能楽でいえば、揚幕の上がった舞台に橋掛かりの花道を通って広がる、夢かうつつか境目の無い物語の世界が、色彩をまとい、縞模様の布となって、繰り広げられていくようだ。築城さんにとってのインスピレーションの源は、限りなくある。
小倉織・築城則子~縞を彩り、音色を響かせる、築城則子さんのものづくりの源泉に出会う~
2015年6月4日から開催予定の「縞が奏でる音色 築城則子の小倉織」展。多彩で深淵な世界が込められた、築城則子さんの小倉織(こくらおり)。幻想的な物語を響かせてくれる、築城則子さんの「縞」の世界の秘密を探り、作品の魅力を紐解きます。
「風姿花伝」(ふうしかでん)という風雅な名前の書物がある。
室町時代に能を大成した世阿弥が、能の指導書としてかき上げ、通称「花伝書」といわれる。能楽の聖典として知られるが、芸術表現論としても今日に読み継がれている名著である。築城則子さんにとっても、この本は、表現者として、ものづくりに携わる者にとっても学ぶことが多く、また女性の人生についても多くの示唆があり、折々に読み返すたびに新しい学びがあるそうだ。
能の舞台の上の世界、いつも立ち返る世阿弥の花伝書の世界、非日常への憧れ、それらは皮膚感覚として常にあり、すべてそこからスタートしているという。現実世界の物語だけではない、人の脳に立ち現れるあらゆる想像の世界も神秘的な事象の起きる不思議も、誰も制限することはできずに無限であるように、築城則子さんの小倉織の縞の世界も無限性に満ちていて、終わりがない。
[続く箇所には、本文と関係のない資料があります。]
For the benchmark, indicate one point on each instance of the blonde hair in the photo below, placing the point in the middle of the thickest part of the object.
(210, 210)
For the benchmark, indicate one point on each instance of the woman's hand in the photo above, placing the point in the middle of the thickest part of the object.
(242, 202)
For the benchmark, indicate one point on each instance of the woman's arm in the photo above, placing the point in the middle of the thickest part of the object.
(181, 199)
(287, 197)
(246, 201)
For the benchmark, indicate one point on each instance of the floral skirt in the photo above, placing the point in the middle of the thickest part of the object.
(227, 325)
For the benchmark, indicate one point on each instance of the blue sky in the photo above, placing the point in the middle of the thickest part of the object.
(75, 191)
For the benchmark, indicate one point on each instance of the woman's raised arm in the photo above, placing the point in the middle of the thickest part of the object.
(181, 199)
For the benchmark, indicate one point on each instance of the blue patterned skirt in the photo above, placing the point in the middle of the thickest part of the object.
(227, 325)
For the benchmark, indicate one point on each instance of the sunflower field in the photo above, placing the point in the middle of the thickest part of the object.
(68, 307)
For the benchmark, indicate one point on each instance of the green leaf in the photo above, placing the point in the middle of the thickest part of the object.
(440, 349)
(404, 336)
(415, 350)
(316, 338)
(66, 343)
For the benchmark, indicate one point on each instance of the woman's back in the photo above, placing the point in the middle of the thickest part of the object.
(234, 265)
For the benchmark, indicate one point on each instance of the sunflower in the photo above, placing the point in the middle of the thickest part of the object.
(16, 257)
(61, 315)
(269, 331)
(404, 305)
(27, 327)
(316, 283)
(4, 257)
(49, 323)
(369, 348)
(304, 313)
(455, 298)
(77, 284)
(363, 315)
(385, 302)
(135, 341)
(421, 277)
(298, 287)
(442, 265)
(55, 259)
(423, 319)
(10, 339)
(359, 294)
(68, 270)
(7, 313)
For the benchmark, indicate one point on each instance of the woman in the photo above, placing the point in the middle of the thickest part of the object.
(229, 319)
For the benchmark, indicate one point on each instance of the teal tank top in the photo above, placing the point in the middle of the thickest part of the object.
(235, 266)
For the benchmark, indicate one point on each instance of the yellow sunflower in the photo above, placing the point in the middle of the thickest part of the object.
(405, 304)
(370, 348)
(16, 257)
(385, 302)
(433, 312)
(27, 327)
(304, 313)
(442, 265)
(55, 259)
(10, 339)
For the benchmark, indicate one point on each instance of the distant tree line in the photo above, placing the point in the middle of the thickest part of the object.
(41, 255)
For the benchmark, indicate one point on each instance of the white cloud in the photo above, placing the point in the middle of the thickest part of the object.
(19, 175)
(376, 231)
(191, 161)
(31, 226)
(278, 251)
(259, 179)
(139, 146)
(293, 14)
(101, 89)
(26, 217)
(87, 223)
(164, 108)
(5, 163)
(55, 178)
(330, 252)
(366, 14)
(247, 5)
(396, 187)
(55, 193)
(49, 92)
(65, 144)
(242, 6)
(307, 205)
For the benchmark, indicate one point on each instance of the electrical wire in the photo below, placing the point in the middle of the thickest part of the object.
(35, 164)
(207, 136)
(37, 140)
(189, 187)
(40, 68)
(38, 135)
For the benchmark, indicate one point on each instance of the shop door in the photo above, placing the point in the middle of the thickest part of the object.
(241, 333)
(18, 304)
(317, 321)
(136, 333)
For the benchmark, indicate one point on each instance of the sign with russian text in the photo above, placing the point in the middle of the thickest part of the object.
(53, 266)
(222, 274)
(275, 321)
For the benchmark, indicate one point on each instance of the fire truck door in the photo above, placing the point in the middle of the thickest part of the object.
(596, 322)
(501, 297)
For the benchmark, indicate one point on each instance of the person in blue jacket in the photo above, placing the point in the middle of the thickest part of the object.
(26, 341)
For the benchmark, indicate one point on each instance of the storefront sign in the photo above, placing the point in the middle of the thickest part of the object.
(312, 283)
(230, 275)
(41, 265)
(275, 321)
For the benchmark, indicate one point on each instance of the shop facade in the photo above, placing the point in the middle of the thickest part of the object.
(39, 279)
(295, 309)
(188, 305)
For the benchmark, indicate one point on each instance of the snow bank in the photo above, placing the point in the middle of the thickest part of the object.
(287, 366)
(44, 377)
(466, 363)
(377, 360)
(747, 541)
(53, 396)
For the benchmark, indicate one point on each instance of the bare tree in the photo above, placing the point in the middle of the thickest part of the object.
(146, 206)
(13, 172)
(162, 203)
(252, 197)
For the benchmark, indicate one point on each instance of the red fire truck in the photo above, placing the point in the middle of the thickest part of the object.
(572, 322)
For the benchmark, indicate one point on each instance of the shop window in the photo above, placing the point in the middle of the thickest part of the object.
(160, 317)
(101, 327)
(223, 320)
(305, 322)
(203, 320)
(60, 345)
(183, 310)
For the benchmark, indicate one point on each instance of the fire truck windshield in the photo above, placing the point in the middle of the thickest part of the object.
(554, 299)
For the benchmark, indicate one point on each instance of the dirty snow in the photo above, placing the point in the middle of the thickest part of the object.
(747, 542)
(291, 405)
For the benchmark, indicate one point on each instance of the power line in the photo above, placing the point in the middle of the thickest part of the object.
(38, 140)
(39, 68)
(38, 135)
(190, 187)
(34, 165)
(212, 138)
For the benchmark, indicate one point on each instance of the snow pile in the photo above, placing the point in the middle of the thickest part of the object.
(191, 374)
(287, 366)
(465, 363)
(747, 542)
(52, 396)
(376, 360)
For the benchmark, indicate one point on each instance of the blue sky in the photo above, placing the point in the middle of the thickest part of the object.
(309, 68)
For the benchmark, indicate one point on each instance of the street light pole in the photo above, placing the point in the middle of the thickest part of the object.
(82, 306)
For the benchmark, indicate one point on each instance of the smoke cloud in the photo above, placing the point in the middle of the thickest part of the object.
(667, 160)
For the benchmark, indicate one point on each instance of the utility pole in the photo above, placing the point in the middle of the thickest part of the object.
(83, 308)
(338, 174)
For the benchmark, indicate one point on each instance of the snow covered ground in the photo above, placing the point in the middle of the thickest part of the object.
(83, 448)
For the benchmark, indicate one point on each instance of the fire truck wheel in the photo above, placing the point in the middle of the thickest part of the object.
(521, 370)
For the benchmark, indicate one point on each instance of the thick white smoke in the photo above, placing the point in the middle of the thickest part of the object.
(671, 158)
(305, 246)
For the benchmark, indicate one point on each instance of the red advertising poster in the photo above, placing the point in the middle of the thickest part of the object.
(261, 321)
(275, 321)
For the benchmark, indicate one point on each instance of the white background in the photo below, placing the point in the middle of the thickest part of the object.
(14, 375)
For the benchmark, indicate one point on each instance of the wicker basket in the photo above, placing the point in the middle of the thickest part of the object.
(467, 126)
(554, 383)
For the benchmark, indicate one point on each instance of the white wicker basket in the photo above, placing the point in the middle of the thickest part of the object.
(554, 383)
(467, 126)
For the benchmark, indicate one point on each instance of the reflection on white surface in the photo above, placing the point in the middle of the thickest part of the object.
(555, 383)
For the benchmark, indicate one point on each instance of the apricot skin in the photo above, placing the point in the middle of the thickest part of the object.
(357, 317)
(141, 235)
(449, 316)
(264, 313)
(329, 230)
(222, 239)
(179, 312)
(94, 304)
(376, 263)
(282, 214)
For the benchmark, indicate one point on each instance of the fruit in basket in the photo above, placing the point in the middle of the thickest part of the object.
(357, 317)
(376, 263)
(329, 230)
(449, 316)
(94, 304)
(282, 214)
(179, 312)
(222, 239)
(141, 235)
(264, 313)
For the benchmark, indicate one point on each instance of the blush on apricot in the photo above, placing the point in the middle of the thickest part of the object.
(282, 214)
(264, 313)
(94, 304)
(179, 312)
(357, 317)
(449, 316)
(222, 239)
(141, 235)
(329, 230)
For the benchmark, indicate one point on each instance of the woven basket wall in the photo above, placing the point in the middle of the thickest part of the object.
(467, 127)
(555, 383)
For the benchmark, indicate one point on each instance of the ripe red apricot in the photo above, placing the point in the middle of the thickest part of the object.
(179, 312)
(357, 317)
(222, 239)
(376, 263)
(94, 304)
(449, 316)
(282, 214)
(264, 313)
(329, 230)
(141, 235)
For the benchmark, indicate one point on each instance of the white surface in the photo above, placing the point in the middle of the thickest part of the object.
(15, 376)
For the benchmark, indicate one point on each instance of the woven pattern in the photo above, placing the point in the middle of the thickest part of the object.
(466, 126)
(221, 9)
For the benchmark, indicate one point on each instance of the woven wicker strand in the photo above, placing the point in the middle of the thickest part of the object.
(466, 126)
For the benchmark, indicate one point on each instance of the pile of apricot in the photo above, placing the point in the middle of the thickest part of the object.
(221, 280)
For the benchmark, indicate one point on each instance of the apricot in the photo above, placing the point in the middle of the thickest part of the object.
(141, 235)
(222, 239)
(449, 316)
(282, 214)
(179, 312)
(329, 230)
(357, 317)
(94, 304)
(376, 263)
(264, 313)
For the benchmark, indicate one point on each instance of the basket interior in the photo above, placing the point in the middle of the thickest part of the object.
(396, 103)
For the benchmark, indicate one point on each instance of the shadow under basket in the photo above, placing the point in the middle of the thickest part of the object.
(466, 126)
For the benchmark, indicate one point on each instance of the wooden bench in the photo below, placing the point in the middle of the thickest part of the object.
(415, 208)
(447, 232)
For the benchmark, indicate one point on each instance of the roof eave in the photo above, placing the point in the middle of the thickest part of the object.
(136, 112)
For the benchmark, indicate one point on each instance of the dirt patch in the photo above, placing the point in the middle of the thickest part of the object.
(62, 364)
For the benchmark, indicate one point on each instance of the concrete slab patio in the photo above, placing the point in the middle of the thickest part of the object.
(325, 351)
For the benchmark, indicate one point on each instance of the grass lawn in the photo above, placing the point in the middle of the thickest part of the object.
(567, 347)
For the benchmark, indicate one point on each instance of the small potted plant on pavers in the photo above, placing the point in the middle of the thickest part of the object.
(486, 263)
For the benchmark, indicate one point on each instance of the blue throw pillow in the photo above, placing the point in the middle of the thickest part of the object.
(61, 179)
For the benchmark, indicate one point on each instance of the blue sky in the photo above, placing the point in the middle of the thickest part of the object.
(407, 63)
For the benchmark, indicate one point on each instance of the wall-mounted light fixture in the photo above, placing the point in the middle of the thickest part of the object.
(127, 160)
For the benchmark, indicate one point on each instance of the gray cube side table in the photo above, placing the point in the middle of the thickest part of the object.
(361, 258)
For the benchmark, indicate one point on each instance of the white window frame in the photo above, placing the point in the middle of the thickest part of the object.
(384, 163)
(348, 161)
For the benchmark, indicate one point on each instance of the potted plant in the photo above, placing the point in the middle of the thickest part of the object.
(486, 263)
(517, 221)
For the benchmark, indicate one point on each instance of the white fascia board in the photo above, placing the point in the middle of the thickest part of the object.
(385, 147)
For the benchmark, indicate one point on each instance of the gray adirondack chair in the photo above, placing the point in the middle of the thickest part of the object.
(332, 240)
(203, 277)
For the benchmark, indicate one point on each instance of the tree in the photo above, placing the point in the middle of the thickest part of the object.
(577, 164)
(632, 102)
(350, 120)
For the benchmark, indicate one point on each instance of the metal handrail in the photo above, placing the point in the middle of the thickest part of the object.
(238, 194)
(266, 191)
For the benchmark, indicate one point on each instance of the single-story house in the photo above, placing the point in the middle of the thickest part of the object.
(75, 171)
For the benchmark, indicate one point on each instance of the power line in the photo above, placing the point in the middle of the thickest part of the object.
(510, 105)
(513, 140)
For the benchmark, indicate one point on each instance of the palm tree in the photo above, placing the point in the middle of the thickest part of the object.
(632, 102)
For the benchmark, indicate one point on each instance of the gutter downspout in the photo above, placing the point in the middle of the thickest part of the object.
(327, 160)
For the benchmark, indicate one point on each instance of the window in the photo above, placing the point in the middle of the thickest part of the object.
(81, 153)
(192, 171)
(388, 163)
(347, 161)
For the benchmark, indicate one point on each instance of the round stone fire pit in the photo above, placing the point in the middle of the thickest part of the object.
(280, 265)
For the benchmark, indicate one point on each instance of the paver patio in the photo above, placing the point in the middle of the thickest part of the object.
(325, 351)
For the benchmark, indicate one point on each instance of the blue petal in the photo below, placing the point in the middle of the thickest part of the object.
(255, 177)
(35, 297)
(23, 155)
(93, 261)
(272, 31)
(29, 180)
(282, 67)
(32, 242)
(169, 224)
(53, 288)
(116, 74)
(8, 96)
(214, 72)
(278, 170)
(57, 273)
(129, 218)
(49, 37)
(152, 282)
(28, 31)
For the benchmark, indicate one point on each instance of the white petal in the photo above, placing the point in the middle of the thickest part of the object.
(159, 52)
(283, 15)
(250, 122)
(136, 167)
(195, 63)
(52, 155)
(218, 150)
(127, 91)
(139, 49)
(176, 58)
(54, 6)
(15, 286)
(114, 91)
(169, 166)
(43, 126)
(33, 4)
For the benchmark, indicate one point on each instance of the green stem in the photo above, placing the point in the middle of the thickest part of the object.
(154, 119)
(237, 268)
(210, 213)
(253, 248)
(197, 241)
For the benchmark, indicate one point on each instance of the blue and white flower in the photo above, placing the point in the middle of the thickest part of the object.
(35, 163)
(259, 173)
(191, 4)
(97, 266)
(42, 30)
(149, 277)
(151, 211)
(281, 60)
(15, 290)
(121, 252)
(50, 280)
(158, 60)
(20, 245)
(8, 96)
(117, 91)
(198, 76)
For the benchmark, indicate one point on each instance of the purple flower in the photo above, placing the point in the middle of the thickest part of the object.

能舞台には、囃子方の音楽もあり、例えば、突然鳴るヒューという高い笛の音ひとつも、イメージとなって、色に、縞にしたい、とひらめくことがあるそうだ。
それと同時に築城則子さんはこう言葉にする。
「自然界は色々なことを教えてくれる。」
雨が降っているときに、緑だったりグレーだったり黒だったりとそこに色を感じるし、その時々によって、抱く色のイメージは違ってくるという。築城さんにとって、自然界から得られるインスピレーションも無限のようだ。